Gao Zhisheng is known as the “Conscience of China” for his defense of persecuted religious groups, including practitioners of Falun Gong and house church Christians. Beginning in late 2006 Gao was regularly kidnapped, beaten and severely tortured by security forces, while his family was put under surveillance. In early 2009 he was “disappeared” entirely and placed into custody, with only a brief respite in April of 2010.

In December 2011, with calls from around the world demanding his release becoming more persistent, Chinese authorities announced that Gao had been sentenced to serve a 2006 suspended three-year sentence because he violated his parole. He was said to be imprisoned at Shaya County Prison in Xinjiang Province. 

But prison authorities have denied Gao’s family visitation rights. 

Gao’s elderly brother Gao Zhiyi, his father-in-law, and two other relatives made the almost 2,000 mile, three-day overland trip to see Gao on Jan. 10, only to be turned away by prison staff.

“They gave us two reasons. One is that Gao does not want to see any relatives, and the other is that he is still under a three-month [re]education period,” Gao Zhiyi told Sound of Hope (SOH) Radio.

Gao’s wife Geng He suspects a darker reason behind authorities’ refusal to let the family see him.

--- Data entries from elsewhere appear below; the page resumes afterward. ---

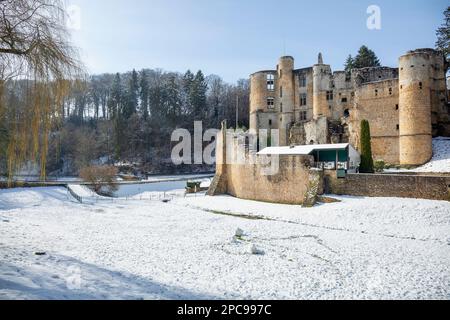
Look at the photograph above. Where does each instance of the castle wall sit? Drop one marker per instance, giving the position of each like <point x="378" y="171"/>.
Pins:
<point x="321" y="84"/>
<point x="385" y="185"/>
<point x="403" y="121"/>
<point x="241" y="173"/>
<point x="289" y="185"/>
<point x="286" y="93"/>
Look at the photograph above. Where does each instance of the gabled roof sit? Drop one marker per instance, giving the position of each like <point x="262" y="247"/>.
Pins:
<point x="302" y="150"/>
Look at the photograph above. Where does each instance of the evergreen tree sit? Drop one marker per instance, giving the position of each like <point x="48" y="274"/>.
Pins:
<point x="198" y="94"/>
<point x="116" y="97"/>
<point x="143" y="94"/>
<point x="188" y="81"/>
<point x="443" y="35"/>
<point x="366" y="148"/>
<point x="365" y="58"/>
<point x="116" y="106"/>
<point x="131" y="103"/>
<point x="349" y="65"/>
<point x="173" y="99"/>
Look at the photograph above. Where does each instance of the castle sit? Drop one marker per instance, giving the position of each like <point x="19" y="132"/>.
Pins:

“We have a feeling that he may have already been tortured to death,” she told New York based New Tang Dynasty (NTD) TV

“The authorities don’t know what to say to the family, so they come up with these excuses. They do not allow us to visit him, nor can they provide any proof that he is in the prison,” Geng said.

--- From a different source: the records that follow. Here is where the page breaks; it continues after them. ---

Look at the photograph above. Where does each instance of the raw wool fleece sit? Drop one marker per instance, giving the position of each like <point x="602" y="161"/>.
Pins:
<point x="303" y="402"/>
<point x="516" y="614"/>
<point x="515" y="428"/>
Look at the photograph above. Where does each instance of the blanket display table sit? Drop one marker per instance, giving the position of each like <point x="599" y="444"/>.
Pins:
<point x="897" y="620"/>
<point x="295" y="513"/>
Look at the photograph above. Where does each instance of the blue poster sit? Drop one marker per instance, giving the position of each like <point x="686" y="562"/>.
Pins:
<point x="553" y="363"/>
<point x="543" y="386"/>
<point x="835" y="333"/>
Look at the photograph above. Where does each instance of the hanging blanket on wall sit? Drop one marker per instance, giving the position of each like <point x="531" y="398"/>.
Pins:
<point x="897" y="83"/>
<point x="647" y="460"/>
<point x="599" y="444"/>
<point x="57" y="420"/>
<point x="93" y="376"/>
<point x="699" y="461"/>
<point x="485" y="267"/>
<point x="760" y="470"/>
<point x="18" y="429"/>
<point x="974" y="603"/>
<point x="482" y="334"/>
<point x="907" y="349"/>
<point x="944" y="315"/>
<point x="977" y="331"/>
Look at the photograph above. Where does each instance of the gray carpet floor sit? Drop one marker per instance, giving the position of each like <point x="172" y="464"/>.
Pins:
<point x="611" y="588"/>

Chinese human rights activist Du Yangming commented on Gao’s case in a recent Epoch Times article, saying that according to Chinese law, after a verdict is handed down by a court, family members have the right to request visits to inmates. But in Gao’s case not only was this normal rule violated, it is also an unusually bizarre case, he said.

“During the past 20 months since Gao’s most recent forced disappearance, Chinese communist authorities were never able to provide any evidence proving that Gao is still alive,” Du said.

“They can’t find any reason to deny family visits, so they made up a story that there’s no visitation during the three-month [re]education period,” Du added.

Chinese human rights lawyer Jiang Tianyong told SOH that Shaya Prison is notorious for imprisoning political prisoners, and denying family visits is against the law.

Gao’s lawyer Mo Shaoping told SOH there is no way to confirm that Gao did not want to see his family. Lawyers in his firm have checked Chinese law and could not find any regulation about a so-called “three-month education period” for new inmates or no family visits, Mo said.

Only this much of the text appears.